Social media workshop July 23
Social media for businesses will be the focus of an upcoming free morning workshop July 23 at the John S. Knight Convention Center in downtown Akron.
Social Media — What to Say & How to Say It will run from 8:30 to 11:30 a.m. at the center, 77 E. Mill St.
The event is the first in the bureau’s new Partnerships in Motion — The Workshop Series.
Presenters will be Chris Miller, director of the Akron Digital Media Center; Pete Radke, interactive media specialist at Akron’s Hitchcock Fleming & Associates; Kristie VanAuken, senior vice president and chief marketing officer at Akron-Canton Airport; and Joe Giessler, multimedia marketing coordinator for the state’s TourismOhio.
Reservations are required as breakfast will be served. RSVP to Jennifer Eckman at 330-374-7560 or email@example.com.
Natural gas price to drop
The monthly natural gas price for residential customers who have chosen Dominion’s Standard Choice Offer (SCO), or those who don’t choose their own supplier, will go down for July.
Effective July 15, the identical Standard Choice Offer (SCO) and Standard Service Offer (SSO) rate will be $4.18 per thousand cubic feet (mcf).
That’s 57 cents/mcf or 12 percent lower than June’s price of $4.75/mcf. The price is 81 cents/mcf or 24 percent higher than last summer’s low July rate of $3.37/mcf.
Under the new filing, the average SCO/SSO residential customer’s bill for the month of July will be $33.47, up 94 cents or 2.9 percent from $32.53 for July 2012.
Residential customers pay the same usage-based charges ($4.18/mcf to deliver gas to a residence) and $22.01 monthly service fee whether they choose a supplier or stay with Dominion.
Circle K results fall short
Alimentation Couche-Tard Inc., the largest public convenience-store operator in North America, including Akron-area Circle K stores, said its adjusted earnings for the fourth quarter were 61 cents a share. That fell short of analysts’ forecasts for 78 cents a share. Sales came in at $8.78 billion, short of analysts’ estimates of $8.83 billion.
Couche-Tard has more than 3,500 stores in the United States, including 526 company-owned stores and 126 affiliated stores in what it calls its “Great Lakes Region” that includes Ohio. Most of the stores are branded Circle K. The company in 2002 purchased the former Dairy Mart convenience store chain — the successor to Lawson’s — and in 2006 bought Akron-based Holland Oil Co.
The company said the fourth quarter results are partly explained by “less favorable weather conditions in several of our markets, but especially by higher expenses in Europe.” The company said it paid restructuring costs of about $34 million in 2013 at Statoil Fuel & Retail, the former retail arm of the Norwegian oil giant Statoil ASA acquired last year.

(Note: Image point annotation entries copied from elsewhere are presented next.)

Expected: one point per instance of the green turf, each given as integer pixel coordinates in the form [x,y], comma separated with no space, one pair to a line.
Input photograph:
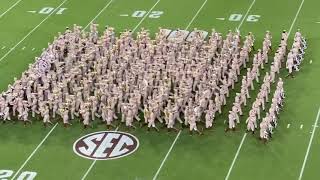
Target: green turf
[193,157]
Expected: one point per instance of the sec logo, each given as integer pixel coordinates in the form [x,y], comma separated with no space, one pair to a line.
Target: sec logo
[106,145]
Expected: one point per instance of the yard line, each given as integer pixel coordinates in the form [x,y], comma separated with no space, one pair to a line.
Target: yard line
[4,56]
[194,17]
[10,8]
[92,164]
[167,155]
[103,9]
[309,146]
[34,151]
[236,156]
[245,134]
[135,28]
[295,18]
[246,14]
[178,135]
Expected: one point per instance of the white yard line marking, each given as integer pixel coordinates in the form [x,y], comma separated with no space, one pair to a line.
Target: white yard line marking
[135,28]
[87,172]
[222,19]
[167,155]
[236,156]
[35,150]
[295,18]
[178,135]
[5,55]
[102,10]
[194,17]
[32,11]
[309,146]
[245,134]
[10,8]
[92,164]
[288,35]
[245,16]
[56,123]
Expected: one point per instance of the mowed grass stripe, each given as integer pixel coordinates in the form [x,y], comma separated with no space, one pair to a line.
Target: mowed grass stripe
[253,153]
[29,33]
[204,155]
[35,135]
[18,23]
[11,7]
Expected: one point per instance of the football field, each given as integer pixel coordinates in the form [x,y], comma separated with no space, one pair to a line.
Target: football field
[35,152]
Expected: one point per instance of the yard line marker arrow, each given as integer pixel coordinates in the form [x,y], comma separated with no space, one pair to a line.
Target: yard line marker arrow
[222,19]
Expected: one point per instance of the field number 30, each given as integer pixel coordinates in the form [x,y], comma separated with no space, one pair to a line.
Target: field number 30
[153,14]
[238,17]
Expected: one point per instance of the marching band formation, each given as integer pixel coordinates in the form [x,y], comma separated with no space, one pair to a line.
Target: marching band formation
[154,81]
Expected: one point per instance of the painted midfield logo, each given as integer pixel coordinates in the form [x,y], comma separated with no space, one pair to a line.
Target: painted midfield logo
[105,145]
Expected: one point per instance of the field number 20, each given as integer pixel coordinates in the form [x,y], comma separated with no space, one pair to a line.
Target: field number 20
[238,17]
[153,14]
[48,10]
[26,175]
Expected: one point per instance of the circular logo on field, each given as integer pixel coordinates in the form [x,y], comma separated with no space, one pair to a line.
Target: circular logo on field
[106,145]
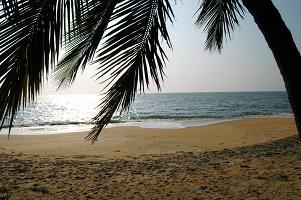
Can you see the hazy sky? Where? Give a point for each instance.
(245, 64)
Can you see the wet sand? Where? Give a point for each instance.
(245, 159)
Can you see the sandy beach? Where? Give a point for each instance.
(242, 159)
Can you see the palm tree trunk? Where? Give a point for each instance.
(286, 54)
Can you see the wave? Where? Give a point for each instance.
(127, 119)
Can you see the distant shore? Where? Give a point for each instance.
(120, 142)
(245, 159)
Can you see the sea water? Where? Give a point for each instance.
(68, 113)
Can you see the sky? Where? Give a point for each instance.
(245, 64)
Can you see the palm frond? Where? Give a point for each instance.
(219, 18)
(31, 32)
(132, 55)
(81, 49)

Couche-Tard, which means “night owl” in French, said it found about $28 million in cost savings and synergies from the Statoil acquisition during fiscal 2013.
Walmart plans in jeopardy
Walmart says it won’t build three stores planned for the District of Columbia if lawmakers approve a bill forcing the retailer to pay workers at least $12.50 an hour. Walmart had been planning to build six stores in the nation’s capital. But the retailer will abandon plans for three if the bill gains final approval Wednesday from the D.C. Council. Walmart says the bill will also jeopardize three stores already under construction.
Dow goes up 75 points
The Dow Jones industrial average rose 75 points, or 0.5 percent, to 15,300.34. The S&P 500 index gained 11 points, or 0.7 percent, to 1,652.32 The Nasdaq composite rose 19 points, or 0.6 percent, to 3,504.26
The S&P 500 has risen for four straight days, its best streak in almost two months. Gains were led by industrial firms and companies that provide raw materials. Telecommunications companies, which investors turn to when the economic outlook is gloomier, fell.
The S&P 500 is now just 1 percent below its May 21 record of 1,669. It was down almost 6 percent to 1,573 on June 24.
Oil rose 17 cents, or 0.2 percent, to $103.33 a barrel. Gold rose $12, or 1 percent, to $1,246.90.
Cliffs CEO Carrabba to leave
Cliffs Natural Resources Inc., the Cleveland-based iron-ore producer, said Chairman and Chief Executive Officer Joseph Carrabba will retire by the end of the year. James Kirsch, a Cliffs director, was appointed non-executive chairman.